Compassionate Companion

A colleague loaned me three CD's of concepts used at Zen Hospice in San Francisco, called "Being a Compassionate Companion:Teachings, stories and practical wisdom for those accompanying someone who is dying - An intimate conversation with Frank Ostaseski".

The series, dedicated to compassionate companionship, comes into play, for me, particularly during death events. The practices, reminders, and stories originate from ZHP's founder's Frank Ostaseski's 20 years of experience being with death and dying. The topics offer support in preparing for death, serving the dying, and grieving.

I love that their stated core activity is "bearing witness," as expressed in their slogan, "Stay close, do nothing."

The approach at ZHP is a process that Ostaseki describes as, "a mutually beneficial relationship between caregivers and people who are dying." Both parties listen to death, and learn together. A notion that has deeply impacted my pastoral care is the mutuality aspect of service, which differs from usual notions of charity and help.

I quote Ostaseki here:

"Service-a very different experience than charity-recognizes wholeness: there is no 'helper' and no 'helped.' Something bigger is happening in service than the two individuals involved. Mindfulness practice helps to transform generosity from a charitable 'I and other' expression to one of service, where we recognize that we're both in the soup together.
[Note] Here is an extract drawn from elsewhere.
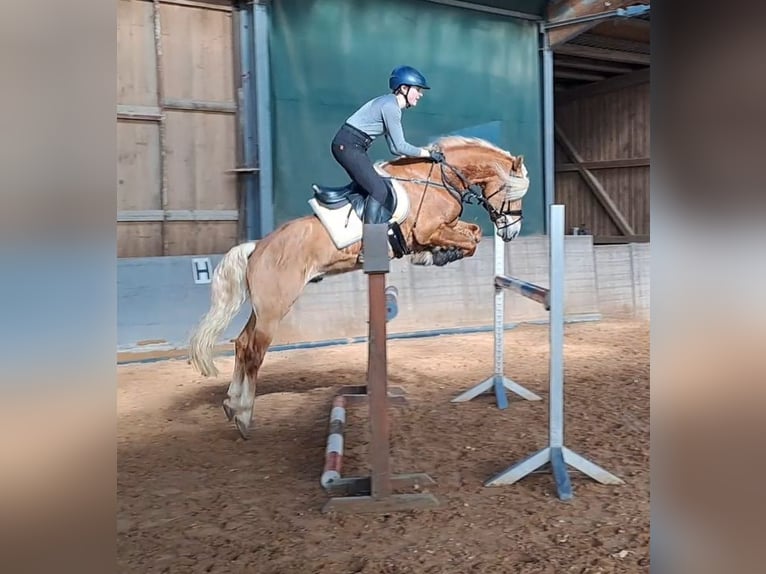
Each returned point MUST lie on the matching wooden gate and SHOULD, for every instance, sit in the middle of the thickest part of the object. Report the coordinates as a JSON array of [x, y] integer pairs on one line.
[[176, 128]]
I understand that in order to work with someone else who is dying, I have to do a kind of individual exploration. I have to look at my own relationship to sickness, old age and death. While I'm working with someone, I'm also investigating my own fear, my own grief. In Buddhism, we recognize that someone else's suffering is also my suffering. So when I take care of myself, I care for others; and when I care for others, I am taking care of myself."
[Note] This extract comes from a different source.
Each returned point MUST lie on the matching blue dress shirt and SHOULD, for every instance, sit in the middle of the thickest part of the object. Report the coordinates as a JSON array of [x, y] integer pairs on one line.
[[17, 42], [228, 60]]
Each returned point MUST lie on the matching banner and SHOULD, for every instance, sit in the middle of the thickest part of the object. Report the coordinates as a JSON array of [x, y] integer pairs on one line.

The 18-minute meditation at the end of the first CD ("Preparation") allows a contemplative reflection of the five precepts of a compassionate companion. I have found it so meaningful that I carry around the short list of precepts to which I refer during my visits.

1. Welcome everything; push away nothing. No clinging, no aversion.
2. Bring your whole self to the experience. Moments of sensation: seeing, hearing, tasting, touching, feeling, thinking.
3. Don't wait. Be present for this moment, letting go of any expectation.
4. Find a place of rest in the middle of things, cultivating kindness and ease. No need to interfere with what's arising.
5. Cultivate a "don't know" mind, opening moment to moment, without preconception or resistance, letting the mind and the body be open and receptive.

At four minutes remaining, he whispers very intimately, "just rest."

That's all. Just rest.

My soul finds rest in God alone; my salvation comes from him. He alone is my rock and my salvation; he is my fortress, I will never be shaken. (Psalm 62:1-2)

For whom are you a compassionate companion in this moment?